Average Precision (AP), more commonly, further averaged over all queries and reported as a single score — Mean Average Precision (MAP) — is a very popular performance measure in information retrieval. However, it is quite tricky to interpret and compare the scores that are seen. From my observations, most hard challenges (TRECVID Semantic Indexing / Genre Classification) have very low (0.05 to 0.3) MAP scores (max 1).
This post is my view on what the score conveys. I will also try to interpret what is a “good” MAP score, and what is “bad”. While this depends on the application, it is still good to have an idea of what to expect.
So firstly, what is MAP, or AP. Suppose we are searching for images of a flower and we provide our image retrieval system a sample picture of a rose (query), we do get back a bunch of ranked images (from most likely to least likely). Usually not all of them are correct. So we compute the precision at every correctly returned image, and then take an average. If our returned result is
1, 0, 0, 1, 1, 1
where 1 is an image of a flower, while 0 not, then the precision at every correct point is: how many correct images have been encountered up to this point (including current) divided by the total images seen up to this point.
1/1, 0, 0, 2/4, 3/5, 4/6
The AP for above example is 0.6917 (see comments).
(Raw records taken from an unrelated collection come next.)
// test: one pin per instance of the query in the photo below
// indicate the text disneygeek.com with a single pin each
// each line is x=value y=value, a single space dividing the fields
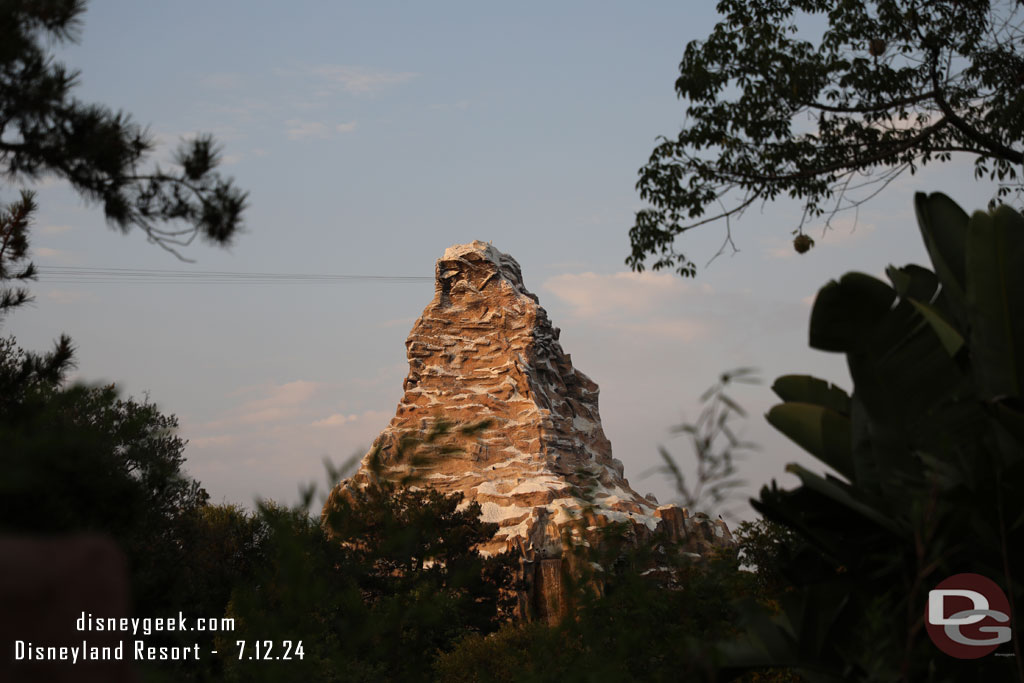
x=138 y=650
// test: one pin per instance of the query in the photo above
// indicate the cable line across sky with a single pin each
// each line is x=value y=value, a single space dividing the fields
x=83 y=275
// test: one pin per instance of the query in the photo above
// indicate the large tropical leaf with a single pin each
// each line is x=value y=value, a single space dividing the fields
x=943 y=225
x=995 y=300
x=821 y=431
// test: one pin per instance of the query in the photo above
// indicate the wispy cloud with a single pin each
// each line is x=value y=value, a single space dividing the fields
x=297 y=129
x=635 y=303
x=281 y=401
x=55 y=229
x=592 y=295
x=51 y=254
x=360 y=80
x=70 y=296
x=222 y=81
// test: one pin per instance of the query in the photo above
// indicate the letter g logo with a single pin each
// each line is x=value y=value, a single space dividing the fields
x=946 y=614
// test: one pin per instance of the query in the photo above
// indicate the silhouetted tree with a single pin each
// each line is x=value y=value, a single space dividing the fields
x=887 y=87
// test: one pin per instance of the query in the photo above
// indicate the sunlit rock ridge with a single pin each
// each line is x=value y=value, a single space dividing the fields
x=484 y=349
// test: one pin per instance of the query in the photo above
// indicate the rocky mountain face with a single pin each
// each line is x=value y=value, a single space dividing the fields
x=543 y=470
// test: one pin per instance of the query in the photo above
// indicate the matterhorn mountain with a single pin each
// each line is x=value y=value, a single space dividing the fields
x=484 y=350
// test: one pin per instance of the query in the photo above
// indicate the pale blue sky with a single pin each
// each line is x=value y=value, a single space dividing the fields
x=373 y=135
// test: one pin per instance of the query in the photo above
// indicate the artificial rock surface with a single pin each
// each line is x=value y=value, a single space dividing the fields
x=543 y=470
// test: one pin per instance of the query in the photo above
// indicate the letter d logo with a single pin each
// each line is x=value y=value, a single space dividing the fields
x=956 y=605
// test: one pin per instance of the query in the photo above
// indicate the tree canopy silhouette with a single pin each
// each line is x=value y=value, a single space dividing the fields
x=888 y=87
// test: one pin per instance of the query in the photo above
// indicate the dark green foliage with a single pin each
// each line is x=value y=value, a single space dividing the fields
x=884 y=88
x=640 y=627
x=14 y=220
x=386 y=583
x=82 y=459
x=766 y=547
x=929 y=453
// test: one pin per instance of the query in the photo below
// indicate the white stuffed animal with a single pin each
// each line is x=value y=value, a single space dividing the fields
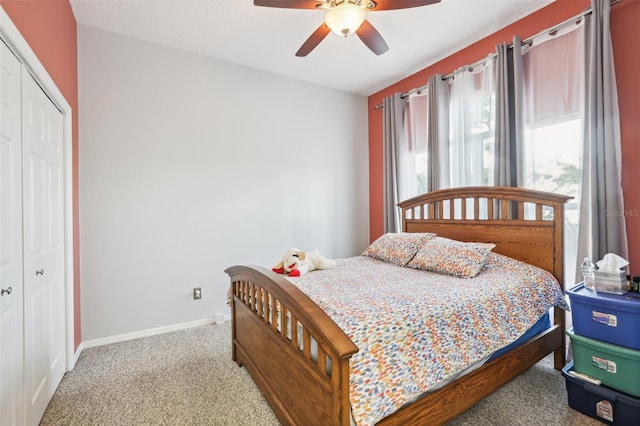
x=296 y=262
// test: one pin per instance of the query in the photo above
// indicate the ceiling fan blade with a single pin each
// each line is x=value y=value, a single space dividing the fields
x=289 y=4
x=313 y=40
x=400 y=4
x=372 y=38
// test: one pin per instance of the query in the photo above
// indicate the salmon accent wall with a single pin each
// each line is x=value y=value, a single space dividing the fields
x=624 y=22
x=50 y=29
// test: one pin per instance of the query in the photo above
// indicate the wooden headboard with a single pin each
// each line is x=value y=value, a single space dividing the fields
x=524 y=224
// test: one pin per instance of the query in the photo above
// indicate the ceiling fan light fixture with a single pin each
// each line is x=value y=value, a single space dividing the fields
x=345 y=19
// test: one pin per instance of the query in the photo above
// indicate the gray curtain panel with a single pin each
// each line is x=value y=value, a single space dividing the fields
x=438 y=134
x=393 y=132
x=602 y=220
x=509 y=131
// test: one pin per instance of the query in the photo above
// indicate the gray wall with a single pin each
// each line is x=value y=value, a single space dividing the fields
x=189 y=165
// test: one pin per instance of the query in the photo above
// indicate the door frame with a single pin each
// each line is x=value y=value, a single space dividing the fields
x=16 y=42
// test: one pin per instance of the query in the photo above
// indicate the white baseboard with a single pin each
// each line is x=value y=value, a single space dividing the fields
x=218 y=319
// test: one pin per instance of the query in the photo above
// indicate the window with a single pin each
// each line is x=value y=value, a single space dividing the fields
x=553 y=82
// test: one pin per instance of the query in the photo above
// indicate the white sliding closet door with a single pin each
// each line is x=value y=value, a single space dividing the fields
x=11 y=325
x=43 y=240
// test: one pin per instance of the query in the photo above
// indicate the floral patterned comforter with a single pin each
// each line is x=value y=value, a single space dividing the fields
x=417 y=330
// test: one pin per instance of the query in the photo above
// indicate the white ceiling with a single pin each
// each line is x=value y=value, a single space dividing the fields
x=267 y=38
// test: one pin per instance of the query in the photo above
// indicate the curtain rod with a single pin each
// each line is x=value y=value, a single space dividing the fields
x=551 y=31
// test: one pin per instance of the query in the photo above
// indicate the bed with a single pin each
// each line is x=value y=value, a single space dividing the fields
x=305 y=375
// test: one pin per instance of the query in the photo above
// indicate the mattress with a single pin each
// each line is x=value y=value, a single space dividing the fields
x=417 y=330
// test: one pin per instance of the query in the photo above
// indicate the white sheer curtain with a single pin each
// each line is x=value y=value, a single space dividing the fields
x=553 y=81
x=472 y=125
x=416 y=158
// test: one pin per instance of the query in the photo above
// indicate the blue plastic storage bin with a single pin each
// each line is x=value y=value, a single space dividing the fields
x=611 y=318
x=601 y=403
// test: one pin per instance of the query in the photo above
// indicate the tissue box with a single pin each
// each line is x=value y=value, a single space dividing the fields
x=611 y=282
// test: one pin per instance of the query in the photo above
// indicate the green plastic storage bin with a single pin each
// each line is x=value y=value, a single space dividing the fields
x=618 y=368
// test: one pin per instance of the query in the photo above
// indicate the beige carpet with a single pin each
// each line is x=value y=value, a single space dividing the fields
x=188 y=378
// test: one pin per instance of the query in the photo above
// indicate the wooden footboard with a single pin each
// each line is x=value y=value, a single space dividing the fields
x=303 y=375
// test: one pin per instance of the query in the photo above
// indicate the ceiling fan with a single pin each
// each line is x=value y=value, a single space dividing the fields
x=344 y=17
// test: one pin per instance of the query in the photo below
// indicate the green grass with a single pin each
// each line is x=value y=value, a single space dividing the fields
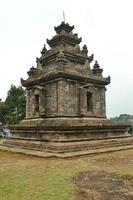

0.461, and although of the 6 images returned 4 are correct, the AP is less than half! This is precisely what makes the score somewhat hard to understand.
A simple way to interpret is to produce a combination of zeros and ones which will give the required AP.
For example, an AP of 0.5 could have results like
0, 1, 0, 1, 0, 1, ...
where every second image is correct, while an AP of 0.333 has
0, 0, 1, 0, 0, 1, 0, 0, 1, ...
where every third image is correct.
Hopefully, it is clear by now that for an AP of 0.1, every 10th image will be correct, and that is definitely a bad retrieval system. On the other hand, for an AP above 0.5, we will encounter more correct images than wrong in the top results which is definitely a good sign.
MAP is just an extension, where the mean is taken across all AP scores for many queries, and again the above interpretation should hold true. Does your system have a MAP > 0.5? 🙂
Further, I would consider an improvement in MAP score from 0.2 (every 5th) to 0.4 (every 2nd/3rd) as much more significant than an improvement from 0.7 to 0.9 when the results are already pretty good.
While, the possibility to estimate a MAP score given the (multi-class) classification accuracy still remains a mystery to me, any other interpretations are more than welcome!
UPDATE 1: Another measure, the Mean Reciprocal Rank is equivalent to MAP when the number of correct elements in the returned list is just 1. In that case, we simply use the precision at that point, or the reciprocal index of the correct location and average across all queries. Thanks to zhangmeng1010 for the tip.